Связь завязалась по стечению обстоятельств, закрепилась выяснившимся сходством темпераментов и все двадцатые годы была бурной и плодоносной. Поздней она перестала давать партнерам удовлетворение, однако тянулась – как бывает часто – на почве взаимных деловых интересов. Исходные обстоятельства заключались в неспособности Эйзенштейна самому освободиться из-под гнетущей власти семейной традиции и отцовской личности. Ученым еще до сих пор неясно, освободила ли пролетарская революция русский пролетариат, но в том, что она освободила одного немецкого буржуазного юношу из Риги, сомнений нет. «Если бы не революция, то я бы никогда не „расколотил“ традиции… Я ориентировался всегда на папеньку… До известного возраста равнялся на папеньку во всем». Эйзенштейн никогда даже отдаленно не был ни большевиком, ни марксистом, но он сразу увидел, что революция нужна и полезна для его личной ситуации, а созданная ею новая русская действительность созвучна многому в его натуре.
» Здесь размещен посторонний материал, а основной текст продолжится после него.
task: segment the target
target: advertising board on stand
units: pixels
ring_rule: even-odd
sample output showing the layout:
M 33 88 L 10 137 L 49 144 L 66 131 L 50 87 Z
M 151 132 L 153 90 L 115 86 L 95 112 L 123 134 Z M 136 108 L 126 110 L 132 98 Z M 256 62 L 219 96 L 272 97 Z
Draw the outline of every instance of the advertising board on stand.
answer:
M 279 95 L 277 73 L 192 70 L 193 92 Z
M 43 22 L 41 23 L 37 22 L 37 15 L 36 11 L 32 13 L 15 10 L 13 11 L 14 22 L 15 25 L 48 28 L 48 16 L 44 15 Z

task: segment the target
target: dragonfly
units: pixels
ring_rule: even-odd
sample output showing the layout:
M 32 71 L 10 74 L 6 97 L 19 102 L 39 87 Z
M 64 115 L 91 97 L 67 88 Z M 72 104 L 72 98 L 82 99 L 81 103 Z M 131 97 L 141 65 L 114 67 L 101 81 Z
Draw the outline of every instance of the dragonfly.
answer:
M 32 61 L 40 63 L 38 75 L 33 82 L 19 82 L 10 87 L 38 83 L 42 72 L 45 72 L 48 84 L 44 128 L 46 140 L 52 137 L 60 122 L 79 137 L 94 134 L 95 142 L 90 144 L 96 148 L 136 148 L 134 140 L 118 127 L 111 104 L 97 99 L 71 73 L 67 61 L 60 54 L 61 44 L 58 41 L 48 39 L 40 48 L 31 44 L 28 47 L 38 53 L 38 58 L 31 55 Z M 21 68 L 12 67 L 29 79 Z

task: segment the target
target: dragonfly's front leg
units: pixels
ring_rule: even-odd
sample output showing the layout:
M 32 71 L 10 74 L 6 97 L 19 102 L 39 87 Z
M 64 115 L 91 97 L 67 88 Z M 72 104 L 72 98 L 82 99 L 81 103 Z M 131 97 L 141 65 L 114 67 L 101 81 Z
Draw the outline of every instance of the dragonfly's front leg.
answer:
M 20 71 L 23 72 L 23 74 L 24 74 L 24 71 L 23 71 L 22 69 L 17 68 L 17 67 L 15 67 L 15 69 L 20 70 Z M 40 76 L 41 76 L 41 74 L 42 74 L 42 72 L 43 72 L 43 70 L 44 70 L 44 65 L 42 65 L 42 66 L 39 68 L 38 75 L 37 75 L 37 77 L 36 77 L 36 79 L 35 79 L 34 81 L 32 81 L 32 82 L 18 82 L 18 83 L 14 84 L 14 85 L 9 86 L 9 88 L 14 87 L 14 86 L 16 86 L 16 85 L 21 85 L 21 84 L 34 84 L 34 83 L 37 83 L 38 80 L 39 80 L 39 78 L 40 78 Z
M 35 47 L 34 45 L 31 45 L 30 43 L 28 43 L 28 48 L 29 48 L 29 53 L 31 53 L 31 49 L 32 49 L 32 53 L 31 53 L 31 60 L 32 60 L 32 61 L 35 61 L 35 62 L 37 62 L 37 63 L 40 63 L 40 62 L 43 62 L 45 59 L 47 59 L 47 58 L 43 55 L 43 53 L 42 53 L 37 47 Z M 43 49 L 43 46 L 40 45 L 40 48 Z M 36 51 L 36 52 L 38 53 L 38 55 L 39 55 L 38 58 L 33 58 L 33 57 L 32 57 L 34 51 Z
Так с самого начала определился тип отношений – странный, а если угодно, наоборот, следующий извечной модели отношений художника с действительностью. Обращаясь к «всеобщему» – социальному, историческому, политическому содержанию – художник переводит его в иной дискурс, дискурс собственной личности: выворачивая его внутренней стороной наверх, находит в нем материал для решения своих внутренних проблем и превращает этот материал в искусство. Внутренних проблем у Эйзенштейна было немало: он много более «фрейдистский человек», человек эпохи психоанализа, нежели Джойс. Помимо отношений с «папенькой», навязчивыми мотивами его подсознания были жестокость, насилие, кровь, секс. Под видом революции и классовой борьбы было очень удобно их выражать; лишь с сексом была заминка, и этот мотив так почти и не вышел за пределы архива художника. С Джойсом здесь пока мало общего. Конечно, и у него было свое подполье, где гнездились мотивы измены и предательства, мазохизма и прочих извращений, включая столь экзотическое, как копрофилия.[40] Но он избрал (если мы выбираем такие вещи) другой вариант извечной модели, открыто поставив внутреннюю реальность и ее проблемы на первое место и заявив, что ничто иное его не интересует. Поэтому в «Цирцее» кошка называется кошкой и мазохизм представлен как мазохизм, а не страдания пролетариата под гнетом буржуазии.